|
|
|
|
|
by dmitrygr
815 days ago
|
|
This misses on an important bit: parallel decoding of instructions. It is a lot harder with variable-length instrs where the length cannot even be calculated from the first byte - you need to read 10 bytes in the worst case to find an instr's len in x86. In aarch64 you need to read 0 bytes to know the length - it is 4 This matters in the way it interacts with i-cache. In aarch64 with 64-byte cache lines, one cache line is 16 instrs. always. In x86 that cache line could contain only 3 whole instrs.
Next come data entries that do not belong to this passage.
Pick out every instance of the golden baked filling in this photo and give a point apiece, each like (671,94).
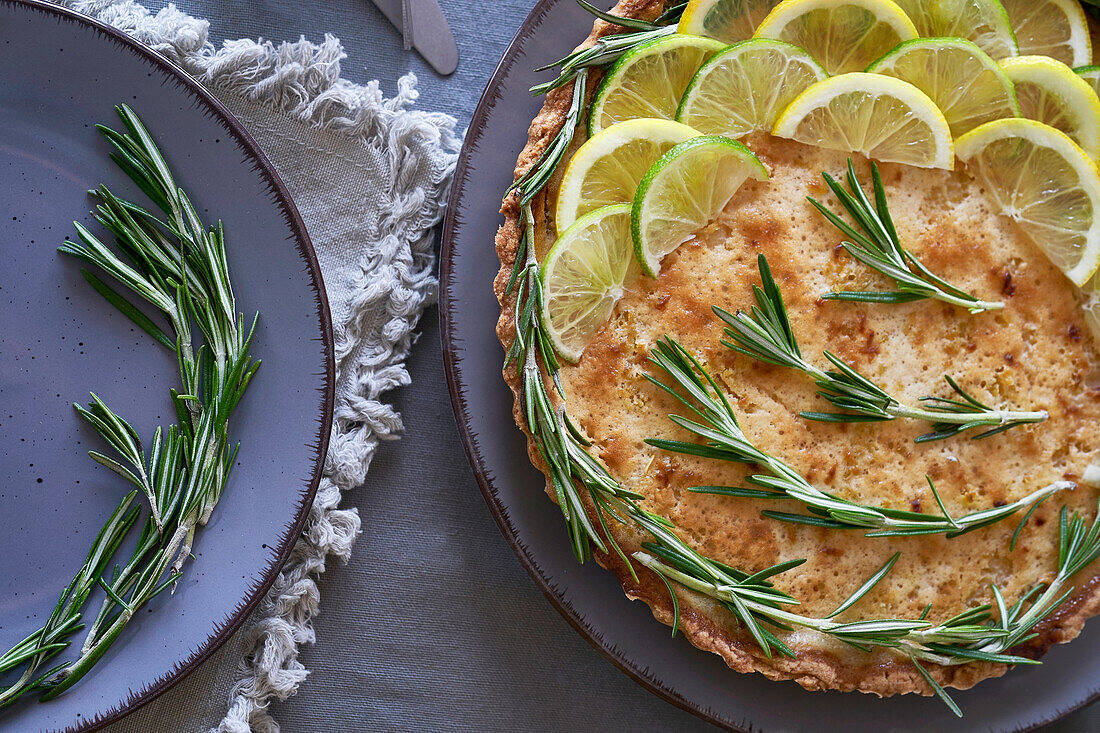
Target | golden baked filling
(601,427)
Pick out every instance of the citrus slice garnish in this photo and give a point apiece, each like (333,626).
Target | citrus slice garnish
(685,189)
(881,117)
(649,80)
(583,276)
(1051,28)
(967,86)
(1091,76)
(1051,93)
(745,87)
(1046,183)
(607,167)
(982,21)
(843,35)
(728,21)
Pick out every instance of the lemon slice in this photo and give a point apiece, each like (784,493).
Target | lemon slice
(686,188)
(982,21)
(1051,28)
(870,113)
(607,167)
(745,87)
(649,80)
(728,21)
(844,35)
(967,86)
(1051,93)
(1046,183)
(583,276)
(1091,76)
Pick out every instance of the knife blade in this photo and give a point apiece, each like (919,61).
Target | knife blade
(426,30)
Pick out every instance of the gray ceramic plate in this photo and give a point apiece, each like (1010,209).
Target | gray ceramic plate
(58,340)
(590,598)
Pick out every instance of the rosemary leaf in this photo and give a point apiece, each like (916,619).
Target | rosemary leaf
(723,439)
(877,245)
(765,334)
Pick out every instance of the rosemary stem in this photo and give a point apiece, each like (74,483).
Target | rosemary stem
(915,633)
(986,417)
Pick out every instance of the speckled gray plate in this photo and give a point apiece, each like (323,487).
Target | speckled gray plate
(587,597)
(58,340)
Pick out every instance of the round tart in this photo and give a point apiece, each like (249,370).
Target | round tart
(1036,352)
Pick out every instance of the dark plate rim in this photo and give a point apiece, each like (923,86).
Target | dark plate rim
(289,211)
(452,370)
So unless your core is able to ingest over one icache line per cycle (intel cores currently are NOT), you are thus limited. |
|
>Another oft-repeated truism is that x86 has a significant ‘decode tax’ handicap. ARM uses fixed length instructions, while x86’s instructions vary in length. Because you have to determine the length of one instruction before knowing where the next begins, decoding x86 instructions in parallel is more difficult. This is a disadvantage for x86, yet it doesn’t really matter for high performance CPUs because in Jim Keller’s words:
>For a while we thought variable-length instructions were really hard to decode. But we keep figuring out how to do that. … So fixed-length instructions seem really nice when you’re building little baby computers, but if you’re building a really big computer, to predict or to figure out where all the instructions are, it isn’t dominating the die. So it doesn’t matter that much.
>...
>Researchers agree too. In 2016, a study supported by the Helsinki Institute of Physics[2] looked at Intel’s Haswell microarchitecture. There, Hiriki et al. estimated that Haswell’s decoder consumed 3-10% of package power. The study concluded that “the x86-64 instruction set is not a major hindrance in producing an energy-efficient processor architecture.”